So what I do is tied up in what I love. My family and my friends. My students. Dogs. Books, especially YA historical fiction and sci-fi/fantasy. Running. Writing.

But what I do also has to tie into what I hate. Cruelty. Torture sucks and discrimination bites. Every kind of torture, including waterboarding. Every kind of discrimination, whether it’s because someone is old or female or poor or a different color, whether someone prays to a different god or falls in love with men instead of women or vice versa. People are different. Let them be. So I have to write about those things. Talk about those things. Act upon those things. If what we love and hate are divorced from what we do, where is the meaning?
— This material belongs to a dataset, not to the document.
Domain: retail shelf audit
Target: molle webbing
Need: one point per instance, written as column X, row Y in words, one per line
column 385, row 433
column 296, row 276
And what I do, finally, has to tie in to what I want. What I hunger for. I want the world to stay wild and beautiful. With polar bears and wolves and places where I can run for ten miles without hearing a car. I live in a suburb and I say hello to every crow I see. I once saw a bald eagle at our neighborhood lake, but I see murders of crows (that’s what you call a flock of crows) every day. Sometimes they wake me, shouting from my rooftop. I wonder what they’re saying. Crows are wild, and I get a thrill whenever wilderness breaks through the asphalt. To paraphrase Whitman, I believe that a crow is miracle enough to stagger sextillions of infidels. But let’s leave room for the wolves, too.

Love? Hate? Want? It all comes down to a question of doing.